L’inconfessata presenza di paramilitari a Bengasi e la tutto sommato inutile stretta di mano dell’estate scorsa col premier Fayez Al Sarraj a Parigi - con il presidente francese Emmanuel Macron in mezzo alle foto - hanno attestato il sostegno della Francia. Il colbacco con cui si è lasciato fotografare a Mosca simboleggiava invece quello russo. Ma Haftar aveva anche un forte legame con gli Usa. Era stato fra gli ufficiali che aiutarono Muammar Gheddafi ad abbattere re Idris nel 1969 ma poi il colonnello-rais lo scaricò quando il militare si fece catturare in Ciad nell’87: da lì Haftar guidò un fallito golpe sostenuto dalla Cia per abbattere Gheddafi e finì a vivere per due decenni da esiliato in un sobborgo della Virginia, diventando pure cittadino naturalizzato americano.
I rapporti con gli Usa
Il legame con gli Usa si era riappacificato di recente: oltre che da incontri ad Amman anche con un via libera al ritorno della Cia a Bengasi.
L’esercito nazionale libico (Lna), di cui era «comandante generale», pur presentandosi come perfettamente inquadrato resta un mix di milizie e reparti regolari. Una formazione però abbastanza forte da spingersi a controllare anche tratti del deserto meridionale della Libia, un altro teatro di potenziale caos.

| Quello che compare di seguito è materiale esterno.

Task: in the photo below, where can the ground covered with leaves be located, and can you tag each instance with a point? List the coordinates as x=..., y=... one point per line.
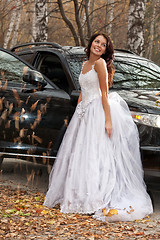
x=23, y=216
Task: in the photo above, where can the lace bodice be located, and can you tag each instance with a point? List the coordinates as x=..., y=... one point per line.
x=89, y=83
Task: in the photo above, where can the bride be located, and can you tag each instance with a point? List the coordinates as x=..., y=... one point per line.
x=98, y=168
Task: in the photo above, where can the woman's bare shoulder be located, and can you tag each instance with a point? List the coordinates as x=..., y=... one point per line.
x=100, y=64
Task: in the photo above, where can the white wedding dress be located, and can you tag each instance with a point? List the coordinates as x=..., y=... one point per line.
x=94, y=173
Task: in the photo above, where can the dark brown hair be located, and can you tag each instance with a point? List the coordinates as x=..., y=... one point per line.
x=108, y=56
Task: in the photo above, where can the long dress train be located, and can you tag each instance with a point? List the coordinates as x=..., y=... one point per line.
x=96, y=174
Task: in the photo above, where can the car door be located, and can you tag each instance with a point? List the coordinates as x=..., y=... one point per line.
x=33, y=116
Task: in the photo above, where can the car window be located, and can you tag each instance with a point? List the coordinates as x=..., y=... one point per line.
x=11, y=68
x=51, y=67
x=136, y=73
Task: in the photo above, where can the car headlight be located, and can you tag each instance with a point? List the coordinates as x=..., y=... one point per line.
x=146, y=119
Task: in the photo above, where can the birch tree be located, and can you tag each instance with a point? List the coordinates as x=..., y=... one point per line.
x=14, y=10
x=110, y=7
x=136, y=26
x=40, y=21
x=17, y=24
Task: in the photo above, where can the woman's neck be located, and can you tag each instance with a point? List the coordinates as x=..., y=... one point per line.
x=93, y=58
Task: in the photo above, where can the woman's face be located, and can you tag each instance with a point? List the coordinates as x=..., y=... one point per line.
x=98, y=46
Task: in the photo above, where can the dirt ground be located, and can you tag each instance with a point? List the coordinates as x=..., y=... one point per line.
x=23, y=216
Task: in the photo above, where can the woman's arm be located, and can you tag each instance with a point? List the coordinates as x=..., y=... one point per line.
x=100, y=67
x=80, y=98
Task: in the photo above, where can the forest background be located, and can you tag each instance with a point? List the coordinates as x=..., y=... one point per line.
x=132, y=24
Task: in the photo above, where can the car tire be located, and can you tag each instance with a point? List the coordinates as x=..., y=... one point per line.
x=1, y=160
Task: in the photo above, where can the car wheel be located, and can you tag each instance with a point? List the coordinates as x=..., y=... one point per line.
x=1, y=160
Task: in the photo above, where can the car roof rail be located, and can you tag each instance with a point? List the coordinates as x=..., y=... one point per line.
x=124, y=50
x=54, y=45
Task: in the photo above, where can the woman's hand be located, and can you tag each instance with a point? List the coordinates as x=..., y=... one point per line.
x=108, y=127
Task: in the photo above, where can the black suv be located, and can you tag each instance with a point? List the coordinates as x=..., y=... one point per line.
x=46, y=109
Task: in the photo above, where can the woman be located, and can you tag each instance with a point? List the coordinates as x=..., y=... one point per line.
x=98, y=167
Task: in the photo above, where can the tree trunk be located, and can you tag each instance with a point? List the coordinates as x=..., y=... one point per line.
x=18, y=18
x=79, y=25
x=136, y=26
x=11, y=26
x=40, y=21
x=87, y=17
x=68, y=22
x=110, y=4
x=151, y=36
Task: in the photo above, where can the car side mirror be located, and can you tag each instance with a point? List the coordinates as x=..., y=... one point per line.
x=33, y=77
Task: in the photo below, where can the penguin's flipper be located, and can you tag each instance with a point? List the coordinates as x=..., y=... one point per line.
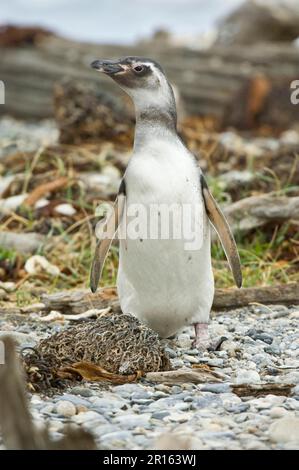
x=109, y=226
x=223, y=230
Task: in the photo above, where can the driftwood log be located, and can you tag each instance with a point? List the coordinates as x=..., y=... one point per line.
x=255, y=211
x=209, y=81
x=18, y=430
x=74, y=302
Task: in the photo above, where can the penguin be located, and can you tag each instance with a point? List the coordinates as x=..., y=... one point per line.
x=164, y=282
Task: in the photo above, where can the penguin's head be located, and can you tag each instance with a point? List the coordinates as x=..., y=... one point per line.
x=143, y=79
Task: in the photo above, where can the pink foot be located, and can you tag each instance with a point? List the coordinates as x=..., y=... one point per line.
x=201, y=341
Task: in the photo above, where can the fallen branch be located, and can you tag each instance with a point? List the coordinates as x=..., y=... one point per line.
x=281, y=294
x=45, y=189
x=18, y=430
x=256, y=211
x=75, y=302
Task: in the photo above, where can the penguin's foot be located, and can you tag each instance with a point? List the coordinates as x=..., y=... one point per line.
x=202, y=339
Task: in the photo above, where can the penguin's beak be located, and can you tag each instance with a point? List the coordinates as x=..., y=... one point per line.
x=110, y=67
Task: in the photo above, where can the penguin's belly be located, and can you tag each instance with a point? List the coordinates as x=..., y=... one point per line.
x=166, y=283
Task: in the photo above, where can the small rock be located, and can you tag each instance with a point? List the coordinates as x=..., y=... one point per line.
x=179, y=417
x=184, y=341
x=36, y=264
x=65, y=209
x=191, y=359
x=215, y=388
x=285, y=430
x=65, y=408
x=171, y=353
x=245, y=376
x=83, y=391
x=160, y=414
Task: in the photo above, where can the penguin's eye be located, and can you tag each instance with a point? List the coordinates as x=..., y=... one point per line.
x=138, y=68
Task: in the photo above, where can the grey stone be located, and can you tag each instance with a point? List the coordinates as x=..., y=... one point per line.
x=160, y=414
x=83, y=391
x=285, y=430
x=216, y=388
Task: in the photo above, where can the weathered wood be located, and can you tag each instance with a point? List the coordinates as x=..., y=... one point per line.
x=209, y=81
x=261, y=390
x=18, y=430
x=281, y=294
x=74, y=302
x=179, y=376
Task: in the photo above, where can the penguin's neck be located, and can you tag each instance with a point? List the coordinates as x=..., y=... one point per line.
x=155, y=120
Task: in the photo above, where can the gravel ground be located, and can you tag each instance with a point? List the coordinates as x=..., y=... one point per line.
x=262, y=347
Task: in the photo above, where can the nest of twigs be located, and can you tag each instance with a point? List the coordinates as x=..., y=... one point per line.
x=114, y=347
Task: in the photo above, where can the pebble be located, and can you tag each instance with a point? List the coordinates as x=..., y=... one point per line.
x=184, y=341
x=160, y=414
x=191, y=359
x=19, y=338
x=88, y=416
x=134, y=415
x=65, y=408
x=277, y=412
x=216, y=388
x=83, y=391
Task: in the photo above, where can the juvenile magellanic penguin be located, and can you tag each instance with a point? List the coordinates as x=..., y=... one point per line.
x=162, y=281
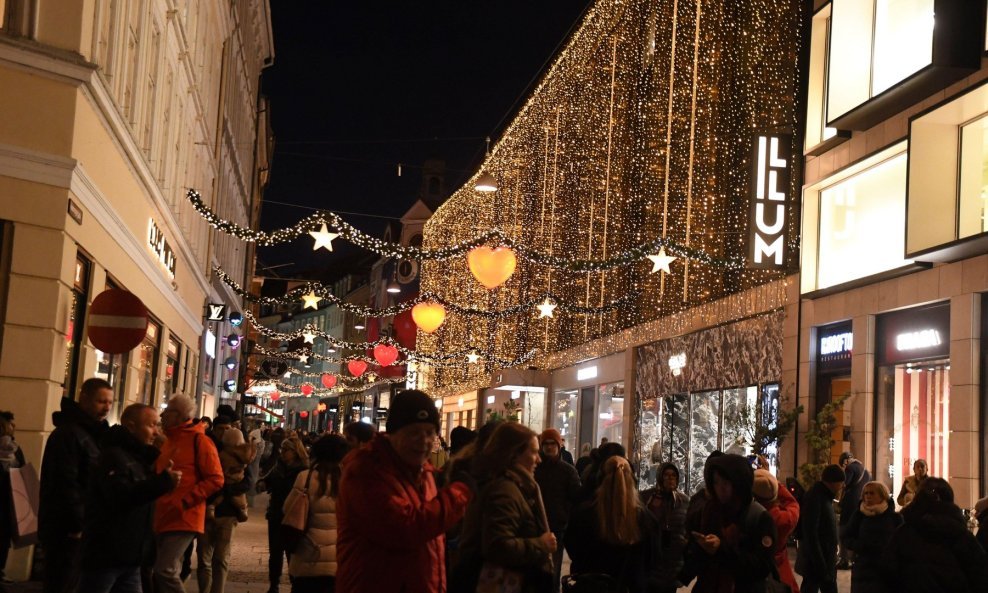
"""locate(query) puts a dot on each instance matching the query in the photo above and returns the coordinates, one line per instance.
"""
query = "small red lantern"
(385, 354)
(356, 367)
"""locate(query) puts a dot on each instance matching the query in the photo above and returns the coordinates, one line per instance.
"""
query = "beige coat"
(316, 553)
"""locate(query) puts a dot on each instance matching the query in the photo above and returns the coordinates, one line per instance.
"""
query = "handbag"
(24, 489)
(494, 578)
(296, 519)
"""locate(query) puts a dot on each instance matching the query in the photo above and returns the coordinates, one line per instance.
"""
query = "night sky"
(358, 87)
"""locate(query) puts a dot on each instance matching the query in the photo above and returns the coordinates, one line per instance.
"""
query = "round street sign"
(118, 321)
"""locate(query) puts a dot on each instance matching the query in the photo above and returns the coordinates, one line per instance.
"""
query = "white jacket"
(316, 553)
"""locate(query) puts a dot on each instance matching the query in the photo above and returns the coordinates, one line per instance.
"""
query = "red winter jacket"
(391, 522)
(785, 513)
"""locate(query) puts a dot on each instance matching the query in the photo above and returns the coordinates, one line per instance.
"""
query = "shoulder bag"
(296, 519)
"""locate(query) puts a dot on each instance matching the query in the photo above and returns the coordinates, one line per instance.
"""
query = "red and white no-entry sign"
(118, 321)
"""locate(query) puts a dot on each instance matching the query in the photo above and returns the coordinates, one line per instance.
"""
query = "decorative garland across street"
(345, 230)
(316, 288)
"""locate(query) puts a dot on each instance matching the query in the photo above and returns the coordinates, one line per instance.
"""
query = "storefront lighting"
(586, 373)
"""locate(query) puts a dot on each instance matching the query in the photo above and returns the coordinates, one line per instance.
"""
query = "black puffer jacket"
(70, 454)
(867, 536)
(746, 530)
(120, 502)
(933, 552)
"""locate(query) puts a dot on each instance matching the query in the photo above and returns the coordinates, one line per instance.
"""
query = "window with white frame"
(859, 211)
(875, 45)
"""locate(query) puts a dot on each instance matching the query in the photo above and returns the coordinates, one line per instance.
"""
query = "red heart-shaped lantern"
(356, 367)
(428, 316)
(491, 267)
(385, 354)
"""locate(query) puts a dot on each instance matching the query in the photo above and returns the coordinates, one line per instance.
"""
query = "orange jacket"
(194, 454)
(785, 513)
(392, 522)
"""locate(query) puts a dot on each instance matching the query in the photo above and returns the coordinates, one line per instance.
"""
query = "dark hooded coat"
(70, 455)
(667, 533)
(933, 552)
(745, 557)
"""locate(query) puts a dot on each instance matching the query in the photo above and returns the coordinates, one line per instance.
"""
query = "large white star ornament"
(311, 300)
(661, 261)
(323, 238)
(546, 308)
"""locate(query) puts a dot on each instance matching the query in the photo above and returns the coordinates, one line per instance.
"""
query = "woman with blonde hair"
(505, 531)
(606, 534)
(867, 534)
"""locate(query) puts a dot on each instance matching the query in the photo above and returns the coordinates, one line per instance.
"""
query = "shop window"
(147, 369)
(875, 45)
(859, 212)
(74, 328)
(173, 368)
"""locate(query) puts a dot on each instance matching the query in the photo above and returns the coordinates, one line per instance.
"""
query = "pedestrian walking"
(933, 552)
(816, 558)
(180, 515)
(117, 537)
(910, 486)
(782, 506)
(606, 535)
(505, 532)
(867, 535)
(732, 536)
(666, 506)
(560, 486)
(70, 455)
(855, 478)
(292, 460)
(391, 517)
(313, 562)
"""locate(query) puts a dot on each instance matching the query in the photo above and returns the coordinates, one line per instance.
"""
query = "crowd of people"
(123, 509)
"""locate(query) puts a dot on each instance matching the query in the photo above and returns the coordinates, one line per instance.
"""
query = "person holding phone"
(732, 537)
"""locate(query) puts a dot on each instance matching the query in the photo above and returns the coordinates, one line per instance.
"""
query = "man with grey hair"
(180, 515)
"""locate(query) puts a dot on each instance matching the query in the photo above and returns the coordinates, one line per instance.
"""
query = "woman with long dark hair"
(313, 563)
(505, 532)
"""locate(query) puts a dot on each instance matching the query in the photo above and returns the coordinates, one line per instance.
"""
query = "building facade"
(895, 249)
(112, 111)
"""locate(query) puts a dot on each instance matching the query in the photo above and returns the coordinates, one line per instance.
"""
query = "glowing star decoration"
(546, 308)
(311, 300)
(323, 238)
(385, 354)
(356, 367)
(428, 316)
(661, 261)
(491, 267)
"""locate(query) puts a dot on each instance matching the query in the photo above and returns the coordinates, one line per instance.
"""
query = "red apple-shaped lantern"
(491, 267)
(428, 316)
(356, 367)
(385, 354)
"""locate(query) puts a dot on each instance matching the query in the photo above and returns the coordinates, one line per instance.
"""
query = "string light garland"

A livello politico, a Parigi l’anno scorso firmò un accordo per tenere elezioni presidenziali entro quest’anno: una possibilità ormai fattasi remota. E sebbene gli venissero ascritte velleità di candidatura, la sua concezione del paese orfano di Gheddafi era - ancora un volta sulla falsariga di Sisi - pessimista: «La Libia di oggi non è matura per la democrazia», che potrà essere sperimentata «forse da future generazioni», disse ancora in marzo al settimanale Jeune Afrique.